EU-South Korea research group is pioneering the use of photon-based hardware chips to help reduce the energy consumption of artificial intelligence datacentres

An international research effort is mobilising to develop chips with the potential to reduce the energy consumption of artificial intelligence (AI) datacentres by using light instead of electricity to process information.

The work is being pioneered by a team of scientists from Europe and South Korea, working together as the Haetae consortium, who have already received €1.49m in funding from the European Union (EU) to financially support their work.

According to the group, the chips they have under development could be up to 10 times more energy efficient than what is currently available, and could pave the way for faster, greener and more secure cloud and digital services in the years to come.

“By using light rather than electricity to perform calculations, we can make AI dramatically faster and far more energy-efficient, while opening the door to entirely new computing capabilities,” said Haetae project coordinator Miltiadis Moralis. “To put it simply, if we think of today’s AI hardware as a steam engine, this new photonics technology has jet propulsion.”

This is because light, in the form of photons, can travel at high speed and generate far less heat than relying on electrons to do the same job, said Moralis, adding: “Photonics offers a way to keep digital services improving without driving energy consumption through the roof.

“For everyday users, this could translate into faster and more responsive AI services, from digital assistants to real-time translation and search; lower energy bills and reduced environmental impact, as datacentres consume less electricity; and improved digital healthcare, transport and communication systems, powered by ultra-efficient AI.”

And this is important, as outlined by the organisation, because the energy demands of AI workloads at a datacentre level are rising rapidly and are putting increasingly high pressure on the continent’s energy grids.

According to long-term modelling by Copenhagen Infrastructure Partners and think tank Europa in its Powering the future – A vision for Europe’s energy system in 2050 report, the growing demand for digital services across the continent will require huge investments in energy generation and network capacity.

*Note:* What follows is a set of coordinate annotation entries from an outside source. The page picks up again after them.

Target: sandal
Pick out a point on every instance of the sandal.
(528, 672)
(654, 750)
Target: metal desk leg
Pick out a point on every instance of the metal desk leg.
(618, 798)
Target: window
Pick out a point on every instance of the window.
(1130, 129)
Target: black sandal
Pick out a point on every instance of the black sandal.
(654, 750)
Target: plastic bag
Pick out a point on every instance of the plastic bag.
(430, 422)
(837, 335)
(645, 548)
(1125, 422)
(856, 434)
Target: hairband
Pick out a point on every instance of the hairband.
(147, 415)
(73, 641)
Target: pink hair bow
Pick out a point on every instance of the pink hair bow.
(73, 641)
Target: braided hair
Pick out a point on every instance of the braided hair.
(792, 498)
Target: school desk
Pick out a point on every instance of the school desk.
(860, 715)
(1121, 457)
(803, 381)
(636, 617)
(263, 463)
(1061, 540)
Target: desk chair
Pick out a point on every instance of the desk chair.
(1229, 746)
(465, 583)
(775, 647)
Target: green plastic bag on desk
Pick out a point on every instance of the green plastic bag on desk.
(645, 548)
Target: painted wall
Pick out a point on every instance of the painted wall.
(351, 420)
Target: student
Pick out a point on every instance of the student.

Europe alone will need to dramatically generate more electricity, embark on a massive renewable expansion and have a far smarter grid by 2050 to meet rising digital and industrial demand, the report claims.

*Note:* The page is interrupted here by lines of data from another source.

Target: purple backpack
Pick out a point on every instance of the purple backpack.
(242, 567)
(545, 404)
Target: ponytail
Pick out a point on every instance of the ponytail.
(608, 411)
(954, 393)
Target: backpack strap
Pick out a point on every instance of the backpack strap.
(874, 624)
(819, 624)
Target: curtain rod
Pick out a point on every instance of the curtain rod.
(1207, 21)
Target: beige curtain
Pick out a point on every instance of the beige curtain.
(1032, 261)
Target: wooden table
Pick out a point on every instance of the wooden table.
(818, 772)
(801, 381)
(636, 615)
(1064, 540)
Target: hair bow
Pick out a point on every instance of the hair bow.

There is also significance about this work being a joint research venture between groups of scientists from Europe and South Korea, with the former group bringing its knowledge and experience in photonics to bear on the latter group’s strength in semi-conductor manufacturing, said Moralis.

“Future computing will be built through international collaboration. This partnership allows Europe and South Korea to combine complementary strengths and push the boundaries of what AI hardware can achieve,” he said.

A major share of the project’s European research contribution is being led out of Greece, said Moralis, due to the country’s leading position in photonics, optical computing and advanced semiconductor research.

“Greece has become one of Europe’s most dynamic centres for photonics and optical computing research,” he said. “Haetae reflects how European innovation can thrive through strong academic foundations combined with deep international collaboration.”